Nested Python dictionary representing the HDF5 file structure. If variable_name is specified and points to a dataset, returns a dict with just that dataset. If variable_name is specified and points to a group, returns a dict with that group’s contents.

Return type:

dict

Notes

Example usage: # Load entire file data = hdf5_to_dict(‘data.h5’)

# Load only a specific group data = hdf5_to_dict(‘data.h5’, variable_name=’group1’)

# Load only a nested subgroup data = hdf5_to_dict(‘data.h5’, variable_name=’group1/subgroup2’)

# Load only a specific dataset data = hdf5_to_dict(‘data.h5’, variable_name=’group1/dataset_name’)

convert_hdf5_group_to_dict(group)#

Helper function to recursively convert an HDF5 group to a nested dictionary.

Parameters:: group (h5py.Group) – The HDF5 group to convert.
Returns:: Dictionary representing the structure and datasets within the group.
Return type:: dict

dict_to_hdf5(data_dict, file_path)#

Save a nested dictionary to an HDF5 file.

Parameters:

data_dict (dict) – Dictionary to save to the file.
file_path (str) – Destination path for the HDF5 file.

convert_dict_to_hdf5_group(data_dict, group)#

Recursively write a nested dictionary to an HDF5 group.

Parameters:

data_dict (dict) – Dictionary to write to the HDF5 group.
group (h5py.Group) – Target HDF5 group for storing the dictionary data.

set_all_seeds(seed: int = 66049, verbose: bool = False) → None#: Sets the random seed for PyTorch, NumPy, and Python’s random module.

save_plot_data(network_name, seed, data_key, data, file_path=None, overwrite=False)#

Save plot data for a specific network and seed into an HDF5 file.

Parameters:

network_name (str) – Name of the network.
seed (int) – Seed identifier for the data.
data_key (str) – Key under which to store the data.
data (array-like or dict) – Data to be saved.
file_path (str, optional) – Path to the HDF5 file.
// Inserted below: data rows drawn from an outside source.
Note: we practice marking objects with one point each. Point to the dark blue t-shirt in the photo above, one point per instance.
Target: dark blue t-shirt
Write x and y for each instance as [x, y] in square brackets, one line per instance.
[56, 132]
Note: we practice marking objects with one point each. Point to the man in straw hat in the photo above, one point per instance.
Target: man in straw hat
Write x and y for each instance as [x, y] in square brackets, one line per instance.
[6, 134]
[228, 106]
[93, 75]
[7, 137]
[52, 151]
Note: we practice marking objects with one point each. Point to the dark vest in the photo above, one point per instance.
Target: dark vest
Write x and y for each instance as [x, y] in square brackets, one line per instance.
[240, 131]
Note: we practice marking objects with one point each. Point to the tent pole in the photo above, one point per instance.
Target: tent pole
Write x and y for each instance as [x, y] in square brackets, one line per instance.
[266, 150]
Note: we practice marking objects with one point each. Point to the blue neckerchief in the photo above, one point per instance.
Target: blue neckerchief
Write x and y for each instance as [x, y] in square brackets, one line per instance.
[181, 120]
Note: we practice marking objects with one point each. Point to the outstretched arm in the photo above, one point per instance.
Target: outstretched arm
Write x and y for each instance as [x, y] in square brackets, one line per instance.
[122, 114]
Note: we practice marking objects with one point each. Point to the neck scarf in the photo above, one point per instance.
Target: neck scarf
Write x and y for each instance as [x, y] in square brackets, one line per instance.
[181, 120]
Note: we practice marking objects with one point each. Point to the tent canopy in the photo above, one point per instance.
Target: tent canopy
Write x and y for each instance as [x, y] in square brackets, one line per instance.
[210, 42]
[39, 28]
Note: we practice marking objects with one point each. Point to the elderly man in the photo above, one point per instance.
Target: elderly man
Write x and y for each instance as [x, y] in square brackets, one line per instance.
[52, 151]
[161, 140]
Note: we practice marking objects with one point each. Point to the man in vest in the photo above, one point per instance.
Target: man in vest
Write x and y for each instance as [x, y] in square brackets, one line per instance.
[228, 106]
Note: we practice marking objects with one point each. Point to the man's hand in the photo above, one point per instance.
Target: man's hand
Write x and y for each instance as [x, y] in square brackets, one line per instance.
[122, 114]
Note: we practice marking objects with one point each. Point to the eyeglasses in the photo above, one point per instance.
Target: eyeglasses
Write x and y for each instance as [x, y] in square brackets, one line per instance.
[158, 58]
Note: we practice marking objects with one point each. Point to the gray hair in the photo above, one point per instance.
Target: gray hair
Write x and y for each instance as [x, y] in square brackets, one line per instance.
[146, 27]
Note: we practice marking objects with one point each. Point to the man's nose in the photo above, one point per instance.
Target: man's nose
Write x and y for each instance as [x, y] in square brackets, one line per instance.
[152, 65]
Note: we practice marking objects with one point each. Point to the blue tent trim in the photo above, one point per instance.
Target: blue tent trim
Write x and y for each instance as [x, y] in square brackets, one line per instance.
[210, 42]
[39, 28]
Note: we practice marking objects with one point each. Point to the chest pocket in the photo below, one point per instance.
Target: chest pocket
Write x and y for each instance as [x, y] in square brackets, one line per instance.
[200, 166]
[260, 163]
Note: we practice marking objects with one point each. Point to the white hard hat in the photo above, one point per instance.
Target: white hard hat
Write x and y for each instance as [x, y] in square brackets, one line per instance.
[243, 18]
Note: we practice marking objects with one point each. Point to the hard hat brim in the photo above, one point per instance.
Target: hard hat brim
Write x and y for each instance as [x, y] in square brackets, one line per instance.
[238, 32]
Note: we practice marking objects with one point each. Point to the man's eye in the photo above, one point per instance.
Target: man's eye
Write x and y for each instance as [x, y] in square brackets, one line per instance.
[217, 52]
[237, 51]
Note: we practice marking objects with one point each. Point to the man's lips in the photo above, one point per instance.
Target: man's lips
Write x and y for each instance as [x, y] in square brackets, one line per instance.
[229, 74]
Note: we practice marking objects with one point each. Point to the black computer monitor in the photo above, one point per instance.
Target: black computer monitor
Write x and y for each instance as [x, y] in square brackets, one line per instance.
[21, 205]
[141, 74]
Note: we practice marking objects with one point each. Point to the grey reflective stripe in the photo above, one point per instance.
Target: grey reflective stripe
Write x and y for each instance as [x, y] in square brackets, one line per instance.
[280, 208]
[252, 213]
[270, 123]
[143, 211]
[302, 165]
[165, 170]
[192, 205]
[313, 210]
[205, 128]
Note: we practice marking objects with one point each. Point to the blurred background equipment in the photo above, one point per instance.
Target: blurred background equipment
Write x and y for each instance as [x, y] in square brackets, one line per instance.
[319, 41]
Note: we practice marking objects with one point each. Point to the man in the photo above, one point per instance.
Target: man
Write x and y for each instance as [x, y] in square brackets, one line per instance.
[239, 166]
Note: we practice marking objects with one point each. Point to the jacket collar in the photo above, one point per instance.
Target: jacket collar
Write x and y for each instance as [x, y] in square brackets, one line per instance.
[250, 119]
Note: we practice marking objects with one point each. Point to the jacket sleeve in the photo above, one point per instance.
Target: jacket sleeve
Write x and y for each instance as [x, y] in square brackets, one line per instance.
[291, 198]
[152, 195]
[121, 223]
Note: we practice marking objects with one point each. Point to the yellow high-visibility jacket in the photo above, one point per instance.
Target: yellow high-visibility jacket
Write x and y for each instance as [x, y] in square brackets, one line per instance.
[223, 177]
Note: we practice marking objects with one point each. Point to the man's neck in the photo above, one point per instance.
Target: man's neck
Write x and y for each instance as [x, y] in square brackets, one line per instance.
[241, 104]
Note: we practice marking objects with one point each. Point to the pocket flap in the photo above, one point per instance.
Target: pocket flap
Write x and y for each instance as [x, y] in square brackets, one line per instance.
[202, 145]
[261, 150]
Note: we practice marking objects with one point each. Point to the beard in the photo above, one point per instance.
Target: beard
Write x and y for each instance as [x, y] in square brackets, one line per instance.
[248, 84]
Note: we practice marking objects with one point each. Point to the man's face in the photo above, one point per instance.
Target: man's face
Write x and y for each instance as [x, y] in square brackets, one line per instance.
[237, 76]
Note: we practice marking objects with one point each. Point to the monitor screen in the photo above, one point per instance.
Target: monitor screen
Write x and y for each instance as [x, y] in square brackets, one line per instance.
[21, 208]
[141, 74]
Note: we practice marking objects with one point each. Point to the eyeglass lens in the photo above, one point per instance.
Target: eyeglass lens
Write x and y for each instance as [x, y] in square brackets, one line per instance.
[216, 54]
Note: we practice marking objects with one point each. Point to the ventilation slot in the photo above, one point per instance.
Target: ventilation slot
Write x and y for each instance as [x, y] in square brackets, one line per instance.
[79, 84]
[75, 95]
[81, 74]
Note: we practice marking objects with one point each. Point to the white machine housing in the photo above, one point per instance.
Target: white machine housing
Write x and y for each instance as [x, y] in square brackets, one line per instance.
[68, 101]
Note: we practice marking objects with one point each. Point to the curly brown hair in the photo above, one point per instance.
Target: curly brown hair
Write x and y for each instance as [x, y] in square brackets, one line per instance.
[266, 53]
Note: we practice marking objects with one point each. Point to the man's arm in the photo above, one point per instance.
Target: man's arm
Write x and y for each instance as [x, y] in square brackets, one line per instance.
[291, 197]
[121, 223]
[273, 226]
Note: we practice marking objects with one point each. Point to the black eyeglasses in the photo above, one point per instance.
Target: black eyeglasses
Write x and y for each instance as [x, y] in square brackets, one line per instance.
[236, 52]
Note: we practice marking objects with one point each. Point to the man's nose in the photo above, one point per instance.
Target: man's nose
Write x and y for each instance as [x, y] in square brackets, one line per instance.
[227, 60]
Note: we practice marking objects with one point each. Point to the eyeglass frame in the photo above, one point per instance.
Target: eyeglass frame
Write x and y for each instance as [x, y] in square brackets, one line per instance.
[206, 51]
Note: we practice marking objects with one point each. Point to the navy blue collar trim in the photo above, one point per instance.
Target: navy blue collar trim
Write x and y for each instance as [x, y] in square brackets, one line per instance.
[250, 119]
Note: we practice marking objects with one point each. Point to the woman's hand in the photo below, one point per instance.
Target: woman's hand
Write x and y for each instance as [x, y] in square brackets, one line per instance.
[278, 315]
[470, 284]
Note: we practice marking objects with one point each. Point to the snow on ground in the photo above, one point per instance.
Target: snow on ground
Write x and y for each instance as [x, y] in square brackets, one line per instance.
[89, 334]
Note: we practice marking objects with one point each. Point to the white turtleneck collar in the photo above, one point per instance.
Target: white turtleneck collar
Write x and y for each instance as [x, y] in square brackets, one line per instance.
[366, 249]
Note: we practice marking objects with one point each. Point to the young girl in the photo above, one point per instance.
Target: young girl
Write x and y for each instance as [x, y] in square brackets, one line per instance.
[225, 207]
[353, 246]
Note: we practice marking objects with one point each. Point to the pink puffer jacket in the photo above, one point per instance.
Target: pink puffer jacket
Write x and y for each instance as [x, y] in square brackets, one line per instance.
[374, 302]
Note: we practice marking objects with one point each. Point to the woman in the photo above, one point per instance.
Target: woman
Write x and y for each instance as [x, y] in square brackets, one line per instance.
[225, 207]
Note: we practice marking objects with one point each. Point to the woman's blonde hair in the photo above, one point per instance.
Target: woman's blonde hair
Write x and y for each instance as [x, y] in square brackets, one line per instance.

If None, a default path is used.
overwrite (bool, optional) – Whether to overwrite existing data at the specified key.

load_plot_data(network_name, seed, data_key, file_path=None)#

Load plot data for a specific network and seed from an HDF5 file.

Parameters:

network_name (str) – Name of the network.
seed (int) – Seed identifier for the data.
data_key (str) – Key under which the data is stored.
file_path (str, optional) – Path to the HDF5 file. If None, a default path is used.

Returns:

The loaded data if present, otherwise None.

Return type:

any or None

delete_plot_data(variable_name, file_name, file_path_prefix=None)#

Delete a specific variable from an HDF5 file and repack to reclaim disk space.

Parameters:

variable_name (str) – Name of the variable to delete.
file_name (str) – Name of the HDF5 file.
file_path_prefix (str, optional) – Path prefix for the file location.

print_hdf5_dataset_sizes(file_path)#

Print the sizes of datasets in an HDF5 file.

Parameters:: file_path (str) – Path to the HDF5 file.

get_MNIST_dataloaders(sub_dataloader_size=None, batch_size=1, data_dir=None)#

Load MNIST dataset and return custom dataloaders that include sample indices.

Parameters:

sub_dataloader_size (int, optional) – If set, creates a separate dataloader with this many samples.
batch_size (int, optional) – Batch size for the sub-dataloader.
data_dir (str, optional) – Path to the dataset directory. If None, a default path is used.

Returns:

Tuple of DataLoaders: (train, [train_sub], val, test, generator).

Return type:

tuple

get_MNIST_dataloaders_with_noise(sub_dataloader_size=None, batch_size=1, data_dir=None, mean=0.0, std=0.1, seed=42)#

Load MNIST dataset with added Gaussian noise and return custom dataloaders that include sample indices.

Parameters:

sub_dataloader_size (int, optional) – If set, creates a separate dataloader with this many samples.
batch_size (int, optional) – Batch size for the sub-dataloader.
data_dir (str, optional) – Path to the dataset directory. If None, a default path is used.
mean (float, optional) – Mean of the Gaussian noise to add to images. Default is 0.0.
std (float, optional) – Standard deviation of the Gaussian noise to add to images. Default is 0.1.

Returns:

Tuple of DataLoaders: (train, [train_sub], val, test, generator).

Return type:

tuple

Notes

Gaussian noise is added to both training and test images. Noisy pixel values are clamped to the range [0, 1] to maintain valid image data.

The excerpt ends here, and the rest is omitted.